In most companies, these will be executed as start of year discussions, mid year discussions and end of year discussions. It does not need to remain like this, as the culture grows and enhances over the years.

Feedback should be continuous, at the same time, what we feedback on, should be adjusted based on where a person is within the feedback year.

At 10%

It is the time to start building your network of people, who you’ll ask for feedback later. It’s fine to go out to them with a simple:

‘Hello friend! I have this and this on my mind to do this year, would you mind helping me out on the journey?’

And set clear expectations. This is, you’ll need feedback from them and you might ask for advice. Inform your supervisor, he might have some suggestions on whom else would be worth to you to pick.

When creating your growth goals at 10% it is imperative to find these ‘guiding souls’, just to avoid the trouble of asking random people for feedback.

You and your supervisor should work on the goals and the supportive people and process framework that will help you to get the most out of the process.

Between here and 50%, it is worth to get as much ‘strategic direction’ and ‘whats missing, what is too much’ kind of feedback. It will be much harder to change these things at 50%.

Separately, learn to accept all the people who are not involved, but will provide some additional insight here and there. These little sparks of insight can be extremally useful. Some though, will need to be flat ignored (for you to stay focused, you might not have the time to always explain to each bystander, what is the full context. Having documentation should help in most cases here.)

At 50%

This is the place to start wrapping up. By now you should understand what is expected of you and what others feel on your goals and their execution. You have built the relationships and understand what you need to change.

Some of your goals might already be executed.

Please clearly state to your feedback providers and your supervisor, it will be hard to change the direction at this stage. (note: it is not impossible, though lets work with the intent you, your supervisor and the wider audience got this right!)

It is also worth to start documenting your feedback and evidence of progress. One of the most common growths at work is higher salary, bonus or change of position. Even though you have built your supportive network, there will be people looking at your journey, who might not understand the context. Good, evidence-based story writing about yourself is an excellent skill here.

Separately try to convince your supervisor, to not create surprise feedback requests, if people being asked are too far from being able to assess the progress. They will mostly concentrate on the last 2-3 weeks, given they won’t be able to recall the context of interaction. This is sadly, how our brains work.

At 99%

The time between 50% and 99% is the work on the real impact, then crossing the t’s and dotting the i’s.

You should repeat the same process as at 50% (mid year), with all the relevant feedback collection and impact, and evidence statements.

Use your supervisor as the person, who should be promoting your work, similar to what happens to students and their professors at a university.

With this approach though:

  • you have built a wider support network and your goals got rationalized to its needs
  • you have a lot of context-relevant feedback
  • you have your supervisor on your side
  • you have engaging and convincing story about yourself

You chance to get promoted or getting that bonus have just increased.
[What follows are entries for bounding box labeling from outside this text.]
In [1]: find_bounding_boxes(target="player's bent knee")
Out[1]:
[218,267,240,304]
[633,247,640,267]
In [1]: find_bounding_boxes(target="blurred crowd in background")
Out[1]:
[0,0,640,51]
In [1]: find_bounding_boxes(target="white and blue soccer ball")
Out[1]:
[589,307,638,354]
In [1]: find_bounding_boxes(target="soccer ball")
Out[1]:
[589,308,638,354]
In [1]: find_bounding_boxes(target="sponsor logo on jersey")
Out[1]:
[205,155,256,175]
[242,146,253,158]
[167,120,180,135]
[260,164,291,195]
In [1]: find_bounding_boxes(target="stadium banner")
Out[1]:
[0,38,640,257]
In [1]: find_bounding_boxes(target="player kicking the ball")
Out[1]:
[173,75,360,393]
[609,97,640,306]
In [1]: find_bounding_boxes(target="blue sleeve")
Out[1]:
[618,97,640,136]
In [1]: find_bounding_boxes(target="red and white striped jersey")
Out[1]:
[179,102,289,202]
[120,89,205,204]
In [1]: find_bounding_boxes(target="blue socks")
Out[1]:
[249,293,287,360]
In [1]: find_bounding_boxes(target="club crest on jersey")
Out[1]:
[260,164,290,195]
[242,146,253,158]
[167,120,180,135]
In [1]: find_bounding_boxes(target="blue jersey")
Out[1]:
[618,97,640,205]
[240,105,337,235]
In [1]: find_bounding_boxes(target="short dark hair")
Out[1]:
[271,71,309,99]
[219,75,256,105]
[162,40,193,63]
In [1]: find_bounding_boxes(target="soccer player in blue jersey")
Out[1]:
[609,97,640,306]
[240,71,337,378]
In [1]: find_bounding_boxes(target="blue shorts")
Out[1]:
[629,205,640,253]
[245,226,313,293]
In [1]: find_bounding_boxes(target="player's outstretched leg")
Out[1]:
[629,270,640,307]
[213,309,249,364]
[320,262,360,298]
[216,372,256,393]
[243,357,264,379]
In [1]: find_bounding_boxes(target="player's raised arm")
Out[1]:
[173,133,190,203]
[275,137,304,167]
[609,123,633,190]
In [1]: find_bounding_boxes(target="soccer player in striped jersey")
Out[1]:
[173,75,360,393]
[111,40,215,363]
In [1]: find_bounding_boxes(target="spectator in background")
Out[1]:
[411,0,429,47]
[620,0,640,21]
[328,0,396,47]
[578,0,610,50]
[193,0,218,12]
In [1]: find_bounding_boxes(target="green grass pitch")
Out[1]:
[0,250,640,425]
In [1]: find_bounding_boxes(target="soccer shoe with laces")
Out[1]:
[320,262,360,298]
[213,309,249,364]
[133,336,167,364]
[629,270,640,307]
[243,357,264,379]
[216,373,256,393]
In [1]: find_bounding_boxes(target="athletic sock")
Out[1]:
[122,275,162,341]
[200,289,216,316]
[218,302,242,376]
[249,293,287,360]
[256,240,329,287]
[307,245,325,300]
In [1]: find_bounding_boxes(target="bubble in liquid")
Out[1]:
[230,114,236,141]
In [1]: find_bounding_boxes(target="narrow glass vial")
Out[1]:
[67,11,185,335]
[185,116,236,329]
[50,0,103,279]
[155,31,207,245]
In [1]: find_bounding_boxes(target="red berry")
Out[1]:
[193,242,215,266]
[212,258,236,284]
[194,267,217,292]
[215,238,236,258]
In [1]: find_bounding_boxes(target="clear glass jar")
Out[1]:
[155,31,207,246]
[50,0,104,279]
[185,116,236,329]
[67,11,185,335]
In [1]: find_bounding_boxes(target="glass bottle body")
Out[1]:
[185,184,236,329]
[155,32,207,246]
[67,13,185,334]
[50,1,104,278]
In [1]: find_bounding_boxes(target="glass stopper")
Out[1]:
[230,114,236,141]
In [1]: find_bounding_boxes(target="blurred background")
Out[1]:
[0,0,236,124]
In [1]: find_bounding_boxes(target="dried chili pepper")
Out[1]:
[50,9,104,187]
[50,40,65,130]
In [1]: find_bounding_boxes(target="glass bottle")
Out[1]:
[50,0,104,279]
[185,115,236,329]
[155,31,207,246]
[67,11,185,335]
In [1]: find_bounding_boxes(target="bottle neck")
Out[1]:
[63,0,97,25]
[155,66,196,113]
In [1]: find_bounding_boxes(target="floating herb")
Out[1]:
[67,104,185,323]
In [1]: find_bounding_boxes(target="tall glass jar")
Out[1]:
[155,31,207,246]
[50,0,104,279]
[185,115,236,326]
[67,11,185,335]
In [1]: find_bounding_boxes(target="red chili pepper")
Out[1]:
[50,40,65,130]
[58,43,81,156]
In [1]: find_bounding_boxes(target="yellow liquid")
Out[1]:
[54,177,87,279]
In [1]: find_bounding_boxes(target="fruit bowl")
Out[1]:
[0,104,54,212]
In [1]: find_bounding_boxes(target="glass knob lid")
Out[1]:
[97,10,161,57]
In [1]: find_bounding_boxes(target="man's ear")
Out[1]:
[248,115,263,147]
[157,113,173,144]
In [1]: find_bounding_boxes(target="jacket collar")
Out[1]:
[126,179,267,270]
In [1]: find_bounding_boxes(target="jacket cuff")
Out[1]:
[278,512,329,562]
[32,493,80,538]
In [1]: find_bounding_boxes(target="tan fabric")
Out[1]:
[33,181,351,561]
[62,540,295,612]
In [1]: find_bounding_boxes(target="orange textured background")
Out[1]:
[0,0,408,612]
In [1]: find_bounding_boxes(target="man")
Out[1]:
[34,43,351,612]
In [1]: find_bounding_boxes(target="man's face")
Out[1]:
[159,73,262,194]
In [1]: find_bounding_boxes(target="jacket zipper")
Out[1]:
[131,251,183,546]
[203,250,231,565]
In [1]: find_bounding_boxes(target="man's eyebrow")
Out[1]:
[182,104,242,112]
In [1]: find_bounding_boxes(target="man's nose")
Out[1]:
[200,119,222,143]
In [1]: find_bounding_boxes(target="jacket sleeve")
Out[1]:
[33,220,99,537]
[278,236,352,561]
The benefits for the company are also massive: a group of people working together, within a business need that was validated by the supervisor as a goal you can take on.


I still fail at this, as mentioned at the start of the article. My main two improvement areas include:

  • Stop asking random people for feedback
  • Help people I am supervising to build that initial support network at the start

I intend to improve, at the same time – this is the end of my today’s post. Hope you liked it.

I am also working towards replacing the milestones by just free-flow of feedback. Before I get there though, the above gives me a good framework to practice on.